Finally, I'm all for preaching and teaching in church meetings, in apostolic meetings, and in conferences. I do it, in fact. It's the shape of the order of worship and the modern sermon that we challenge. The modern sermon being an oration that a pastor is paid to deliver to the same congregation every week ad infinitum. We challenge these things on historical, biblical, and pragmatic grounds.

I hope that clarifies.


----------



## DMcFadden (Feb 5, 2008)

Two reactions . . .

1. As someone new to confessionalism in general and trying to find my way along the RPW line inch by inch, there is probably much truth in the Barna book. We do an amazingly large amount of things without any real biblical warrant.
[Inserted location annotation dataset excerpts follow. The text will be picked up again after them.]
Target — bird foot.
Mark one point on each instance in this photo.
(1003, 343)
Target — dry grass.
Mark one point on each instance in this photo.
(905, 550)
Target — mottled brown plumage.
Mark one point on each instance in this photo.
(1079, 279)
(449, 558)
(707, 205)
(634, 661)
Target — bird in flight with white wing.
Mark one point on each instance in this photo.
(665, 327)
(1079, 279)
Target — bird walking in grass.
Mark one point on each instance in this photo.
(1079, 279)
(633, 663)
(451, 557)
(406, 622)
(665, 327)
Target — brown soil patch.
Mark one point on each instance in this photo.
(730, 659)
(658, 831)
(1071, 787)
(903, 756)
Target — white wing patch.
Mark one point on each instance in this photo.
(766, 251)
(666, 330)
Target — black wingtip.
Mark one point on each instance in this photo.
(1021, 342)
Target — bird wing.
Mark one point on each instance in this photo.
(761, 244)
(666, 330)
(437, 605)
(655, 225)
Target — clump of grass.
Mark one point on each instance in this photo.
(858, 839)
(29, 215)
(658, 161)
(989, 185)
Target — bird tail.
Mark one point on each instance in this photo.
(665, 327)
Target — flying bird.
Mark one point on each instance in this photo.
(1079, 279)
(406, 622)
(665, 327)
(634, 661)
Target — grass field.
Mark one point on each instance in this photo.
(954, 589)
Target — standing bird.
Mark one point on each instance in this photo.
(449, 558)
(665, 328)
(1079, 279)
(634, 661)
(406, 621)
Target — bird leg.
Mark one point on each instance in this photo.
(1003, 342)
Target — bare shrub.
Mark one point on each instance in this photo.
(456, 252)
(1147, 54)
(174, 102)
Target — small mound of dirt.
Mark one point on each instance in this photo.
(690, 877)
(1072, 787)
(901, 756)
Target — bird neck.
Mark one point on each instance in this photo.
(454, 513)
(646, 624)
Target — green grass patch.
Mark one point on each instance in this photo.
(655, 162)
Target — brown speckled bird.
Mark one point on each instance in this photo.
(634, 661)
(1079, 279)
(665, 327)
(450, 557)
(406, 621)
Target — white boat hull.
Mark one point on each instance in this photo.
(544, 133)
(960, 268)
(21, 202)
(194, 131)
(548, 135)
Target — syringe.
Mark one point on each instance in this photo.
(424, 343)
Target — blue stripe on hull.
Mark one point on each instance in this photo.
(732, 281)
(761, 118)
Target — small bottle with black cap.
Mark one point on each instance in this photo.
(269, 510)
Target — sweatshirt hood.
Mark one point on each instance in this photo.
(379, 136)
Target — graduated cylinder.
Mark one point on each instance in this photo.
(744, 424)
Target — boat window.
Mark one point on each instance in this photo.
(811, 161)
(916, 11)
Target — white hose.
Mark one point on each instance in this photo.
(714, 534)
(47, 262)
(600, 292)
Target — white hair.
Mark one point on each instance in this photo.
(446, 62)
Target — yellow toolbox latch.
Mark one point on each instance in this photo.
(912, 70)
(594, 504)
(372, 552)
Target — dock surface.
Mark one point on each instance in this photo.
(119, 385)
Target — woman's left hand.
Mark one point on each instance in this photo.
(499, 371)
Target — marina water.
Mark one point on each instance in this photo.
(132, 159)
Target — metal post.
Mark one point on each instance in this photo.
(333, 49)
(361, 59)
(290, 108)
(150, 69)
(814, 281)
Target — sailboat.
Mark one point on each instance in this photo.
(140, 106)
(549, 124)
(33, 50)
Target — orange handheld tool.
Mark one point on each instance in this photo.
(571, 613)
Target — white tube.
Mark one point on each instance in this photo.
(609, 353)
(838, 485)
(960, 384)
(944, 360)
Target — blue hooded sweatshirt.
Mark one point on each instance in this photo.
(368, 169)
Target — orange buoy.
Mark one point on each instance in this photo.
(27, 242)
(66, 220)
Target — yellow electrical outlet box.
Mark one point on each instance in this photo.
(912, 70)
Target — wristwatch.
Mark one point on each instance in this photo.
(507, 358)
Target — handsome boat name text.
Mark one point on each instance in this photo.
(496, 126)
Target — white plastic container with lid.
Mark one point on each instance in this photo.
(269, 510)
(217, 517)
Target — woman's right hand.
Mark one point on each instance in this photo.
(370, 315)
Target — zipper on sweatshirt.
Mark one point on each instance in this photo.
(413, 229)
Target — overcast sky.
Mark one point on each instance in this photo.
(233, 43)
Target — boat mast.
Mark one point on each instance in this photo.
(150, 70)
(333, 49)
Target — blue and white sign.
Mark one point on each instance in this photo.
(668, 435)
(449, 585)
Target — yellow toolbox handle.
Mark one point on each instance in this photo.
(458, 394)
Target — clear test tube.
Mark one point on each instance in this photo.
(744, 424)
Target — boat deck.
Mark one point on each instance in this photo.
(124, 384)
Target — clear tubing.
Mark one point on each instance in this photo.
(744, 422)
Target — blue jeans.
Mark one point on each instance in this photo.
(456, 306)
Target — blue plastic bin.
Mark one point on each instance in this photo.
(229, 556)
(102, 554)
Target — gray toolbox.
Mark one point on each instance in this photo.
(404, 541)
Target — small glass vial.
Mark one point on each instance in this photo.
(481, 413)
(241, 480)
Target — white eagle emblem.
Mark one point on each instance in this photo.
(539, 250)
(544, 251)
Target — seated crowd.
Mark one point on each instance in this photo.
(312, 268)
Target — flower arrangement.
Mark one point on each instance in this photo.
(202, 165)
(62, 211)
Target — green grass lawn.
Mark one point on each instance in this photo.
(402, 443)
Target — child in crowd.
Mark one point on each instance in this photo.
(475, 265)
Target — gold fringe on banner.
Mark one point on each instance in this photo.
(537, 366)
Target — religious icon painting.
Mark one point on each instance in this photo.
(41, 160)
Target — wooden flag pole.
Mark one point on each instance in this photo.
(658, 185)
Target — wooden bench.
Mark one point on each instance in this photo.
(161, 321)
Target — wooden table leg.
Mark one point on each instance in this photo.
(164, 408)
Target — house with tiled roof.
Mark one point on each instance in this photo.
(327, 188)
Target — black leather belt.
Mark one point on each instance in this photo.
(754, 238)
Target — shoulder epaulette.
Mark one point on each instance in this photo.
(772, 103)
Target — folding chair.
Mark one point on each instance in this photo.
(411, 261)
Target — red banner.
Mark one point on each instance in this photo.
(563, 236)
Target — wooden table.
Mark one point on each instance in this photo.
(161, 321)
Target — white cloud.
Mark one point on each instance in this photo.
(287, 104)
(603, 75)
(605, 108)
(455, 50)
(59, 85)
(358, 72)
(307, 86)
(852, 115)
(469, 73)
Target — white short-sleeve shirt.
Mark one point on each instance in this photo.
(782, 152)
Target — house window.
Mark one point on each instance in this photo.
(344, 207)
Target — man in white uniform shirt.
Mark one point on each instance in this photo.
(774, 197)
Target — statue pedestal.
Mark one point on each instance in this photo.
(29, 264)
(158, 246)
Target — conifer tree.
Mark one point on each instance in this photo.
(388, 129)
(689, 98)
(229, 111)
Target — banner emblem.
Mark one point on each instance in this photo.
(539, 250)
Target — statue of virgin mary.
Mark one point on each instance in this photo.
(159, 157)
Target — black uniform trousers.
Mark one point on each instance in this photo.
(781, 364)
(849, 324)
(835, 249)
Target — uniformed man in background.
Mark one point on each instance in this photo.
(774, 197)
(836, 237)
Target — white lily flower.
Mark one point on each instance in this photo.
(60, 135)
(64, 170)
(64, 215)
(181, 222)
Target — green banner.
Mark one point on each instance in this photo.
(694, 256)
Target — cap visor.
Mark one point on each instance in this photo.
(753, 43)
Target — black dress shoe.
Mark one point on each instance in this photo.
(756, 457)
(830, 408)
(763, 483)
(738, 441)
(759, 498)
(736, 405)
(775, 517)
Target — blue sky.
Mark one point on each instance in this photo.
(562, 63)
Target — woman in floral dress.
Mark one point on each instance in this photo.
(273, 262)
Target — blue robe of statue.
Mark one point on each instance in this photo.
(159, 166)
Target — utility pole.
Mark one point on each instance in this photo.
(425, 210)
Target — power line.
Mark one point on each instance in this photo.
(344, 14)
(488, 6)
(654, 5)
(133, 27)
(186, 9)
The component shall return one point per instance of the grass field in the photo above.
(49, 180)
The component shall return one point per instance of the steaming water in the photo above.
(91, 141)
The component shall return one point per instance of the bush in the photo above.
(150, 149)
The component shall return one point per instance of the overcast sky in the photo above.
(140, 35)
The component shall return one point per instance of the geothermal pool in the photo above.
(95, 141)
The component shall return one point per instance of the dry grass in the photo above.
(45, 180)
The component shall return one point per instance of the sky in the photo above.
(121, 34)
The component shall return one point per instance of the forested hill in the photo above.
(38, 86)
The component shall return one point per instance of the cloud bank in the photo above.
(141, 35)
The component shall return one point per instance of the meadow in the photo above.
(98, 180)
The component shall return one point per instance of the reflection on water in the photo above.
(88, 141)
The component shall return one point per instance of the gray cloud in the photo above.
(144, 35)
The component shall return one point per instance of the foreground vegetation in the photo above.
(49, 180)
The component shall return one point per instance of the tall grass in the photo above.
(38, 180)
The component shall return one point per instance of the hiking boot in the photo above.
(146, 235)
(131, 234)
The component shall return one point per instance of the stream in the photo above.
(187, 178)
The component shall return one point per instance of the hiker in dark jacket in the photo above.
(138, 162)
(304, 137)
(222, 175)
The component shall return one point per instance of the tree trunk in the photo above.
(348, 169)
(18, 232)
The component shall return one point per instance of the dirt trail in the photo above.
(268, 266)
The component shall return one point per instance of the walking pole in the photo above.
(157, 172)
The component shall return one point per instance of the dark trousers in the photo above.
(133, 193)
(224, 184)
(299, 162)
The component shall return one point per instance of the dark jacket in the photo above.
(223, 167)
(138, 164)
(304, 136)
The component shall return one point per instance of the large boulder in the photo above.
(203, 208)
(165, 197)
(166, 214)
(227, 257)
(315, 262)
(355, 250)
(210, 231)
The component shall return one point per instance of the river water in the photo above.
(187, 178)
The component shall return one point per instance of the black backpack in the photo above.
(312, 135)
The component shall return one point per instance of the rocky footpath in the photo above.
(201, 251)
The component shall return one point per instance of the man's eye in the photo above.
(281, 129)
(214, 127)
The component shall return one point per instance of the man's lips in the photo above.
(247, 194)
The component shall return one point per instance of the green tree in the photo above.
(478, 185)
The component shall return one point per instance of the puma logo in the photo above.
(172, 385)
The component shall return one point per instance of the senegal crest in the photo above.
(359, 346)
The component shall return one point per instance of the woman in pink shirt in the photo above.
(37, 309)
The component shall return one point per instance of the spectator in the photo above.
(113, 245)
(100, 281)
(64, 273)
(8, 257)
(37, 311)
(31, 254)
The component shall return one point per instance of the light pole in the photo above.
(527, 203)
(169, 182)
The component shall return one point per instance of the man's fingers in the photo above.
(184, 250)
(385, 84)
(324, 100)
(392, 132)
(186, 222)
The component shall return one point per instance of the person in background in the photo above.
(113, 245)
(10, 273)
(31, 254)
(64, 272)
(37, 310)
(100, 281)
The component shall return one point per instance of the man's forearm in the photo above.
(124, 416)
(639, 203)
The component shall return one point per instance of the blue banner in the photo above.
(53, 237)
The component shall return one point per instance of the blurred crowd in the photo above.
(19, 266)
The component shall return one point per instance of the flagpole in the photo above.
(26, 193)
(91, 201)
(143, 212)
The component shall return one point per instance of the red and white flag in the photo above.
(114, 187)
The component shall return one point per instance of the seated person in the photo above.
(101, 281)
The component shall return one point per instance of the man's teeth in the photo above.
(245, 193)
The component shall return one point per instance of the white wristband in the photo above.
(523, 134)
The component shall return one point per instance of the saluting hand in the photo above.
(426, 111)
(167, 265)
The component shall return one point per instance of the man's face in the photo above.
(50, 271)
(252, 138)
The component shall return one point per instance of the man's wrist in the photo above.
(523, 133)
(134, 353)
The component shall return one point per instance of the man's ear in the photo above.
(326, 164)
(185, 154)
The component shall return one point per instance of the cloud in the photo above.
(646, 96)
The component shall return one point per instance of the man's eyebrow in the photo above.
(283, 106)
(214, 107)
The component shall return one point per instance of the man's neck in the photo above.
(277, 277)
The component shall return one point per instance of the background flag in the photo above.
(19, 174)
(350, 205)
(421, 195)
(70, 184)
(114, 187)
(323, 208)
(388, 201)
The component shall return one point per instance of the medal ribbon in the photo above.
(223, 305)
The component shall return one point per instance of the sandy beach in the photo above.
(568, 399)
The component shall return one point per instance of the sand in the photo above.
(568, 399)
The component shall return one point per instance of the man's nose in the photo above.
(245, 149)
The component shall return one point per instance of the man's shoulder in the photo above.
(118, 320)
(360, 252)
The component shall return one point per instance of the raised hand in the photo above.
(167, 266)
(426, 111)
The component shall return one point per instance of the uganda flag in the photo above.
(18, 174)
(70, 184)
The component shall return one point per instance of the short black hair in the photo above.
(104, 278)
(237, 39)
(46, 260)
2. What has happened to George Barna? I got the impression when reading his book, *Revolution*, that it was simply an extended apology for why he quit going to church any more. His study of the emerging trends seemed to dovetail a little too conviently with his idea that house churches should be the norm. Evidently, now he has taken it one step further. Hmmmmmm. Sounds like a guilty conscience to me.


----------



## Poimen (Apr 6, 2008)

Peter Jones reviews the book here

HT: The Heidelblog


----------



## danmpem (Apr 7, 2008)

DMcFadden said:


> Two reactions . . .
> 
> 1. As someone new to confessionalism in general and trying to find my way along the RPW line inch by inch, there is probably much truth in the Barna book. We do an amazingly large amount of things without any real biblical warrant.
> 
> 2. What has happened to George Barna? I got the impression when reading his book, *Revolution*, that it was simply an extended apology for why he quit going to church any more. His study of the emerging trends seemed to dovetail a little too conviently with his idea that house churches should be the norm. Evidently, now he has taken it one step further. Hmmmmmm. Sounds like a guilty conscience to me.



 on both.


----------



## Archlute (Apr 7, 2008)

Poimen said:


> Peter Jones reviews the book here
> 
> HT: The Heidelblog



Great review.


----------



## tdowns (Apr 7, 2008)

*Great timing....*

this is such a big topic in "American Christian" circles right now. It seems, the Calvinism debate, has turned to how we, "Do Church". With Rob Bell leading the way. So I appreciate this thread, and the resources that are coming from it.

Interesting, that he uses the Lord's Supper, as an analogy, is he one who says it was just a meal with brethren?


----------